American football executive

Patrick J. McGroder Jr. (March 17, 1904-January 15, 1986) was an American football executive. He served as the interim general manager of the Buffalo Bills in 1983.

McGroder was instrumental in bringing the Bills to Buffalo. After the previous Bills franchise in the All-America Football Conference (AAFC) was denied membership in the NFL, McGroder continued to lobby the NFL to bring a team to the city. Such was his renown that it was McGroder, and not Ralph Wilson, who was Lamar Hunt's first choice to own the Buffalo American Football League (AFL) franchise (Wilson was instead to own a team in Miami). McGroder had the resources to buy the team (at the time he owned a successful liquor store) but declined, thinking that the threat of the AFL would be enough for the league to expand to Buffalo.
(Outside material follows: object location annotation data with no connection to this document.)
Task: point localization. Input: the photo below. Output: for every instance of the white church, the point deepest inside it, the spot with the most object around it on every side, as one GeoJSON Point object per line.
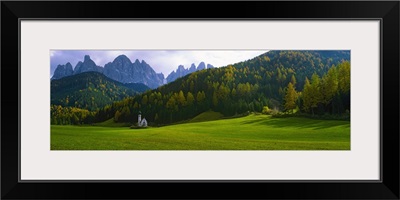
{"type": "Point", "coordinates": [141, 122]}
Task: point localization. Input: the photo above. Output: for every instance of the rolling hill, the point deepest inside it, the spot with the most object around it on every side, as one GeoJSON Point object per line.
{"type": "Point", "coordinates": [91, 90]}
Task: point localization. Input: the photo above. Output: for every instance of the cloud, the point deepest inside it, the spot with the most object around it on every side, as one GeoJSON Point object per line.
{"type": "Point", "coordinates": [161, 61]}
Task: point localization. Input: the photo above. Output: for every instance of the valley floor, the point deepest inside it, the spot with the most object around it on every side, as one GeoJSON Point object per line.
{"type": "Point", "coordinates": [253, 132]}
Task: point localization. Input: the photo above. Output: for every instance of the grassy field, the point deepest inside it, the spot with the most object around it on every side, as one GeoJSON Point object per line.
{"type": "Point", "coordinates": [253, 132]}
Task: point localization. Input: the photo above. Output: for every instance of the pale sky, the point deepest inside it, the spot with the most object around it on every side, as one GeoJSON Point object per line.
{"type": "Point", "coordinates": [161, 61]}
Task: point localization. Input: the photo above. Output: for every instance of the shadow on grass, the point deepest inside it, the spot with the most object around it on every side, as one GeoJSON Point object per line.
{"type": "Point", "coordinates": [297, 122]}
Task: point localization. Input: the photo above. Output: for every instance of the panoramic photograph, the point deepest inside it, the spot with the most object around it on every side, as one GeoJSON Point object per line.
{"type": "Point", "coordinates": [200, 99]}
At the time, Buffalo had been a regular site for NFL neutral-site contests for two decades, and McGroder reasoned that the league's relative success in the city would make it a prime candidate for quick expansion in the face of the AFL's threat.

When the NFL again passed Buffalo up, and Wilson was unable to put his AFL team in Miami, Wilson and McGroder met, eventually agreeing to establish the modern Buffalo Bills. McGroder negotiated the lease with War Memorial Stadium and was rewarded with a position on the team's payroll in 1961. McGroder is included on the Bills' Wall of Fame in Highmark Stadium (then called Rich Stadium). When McGroder was placed on the Bills' Wall of Fame in 1985 (a time in which the Bills were performing very poorly on the field and found themselves unable to compete on the free-agent market for talent, especially with the USFL), fan discontent was so high that they openly booed Wilson when he introduced McGroder. McGroder, during his acceptance speech, defended Wilson, prompting further boos from the sparse crowd.

McGroder died January 15, 1986, shortly after his retirement.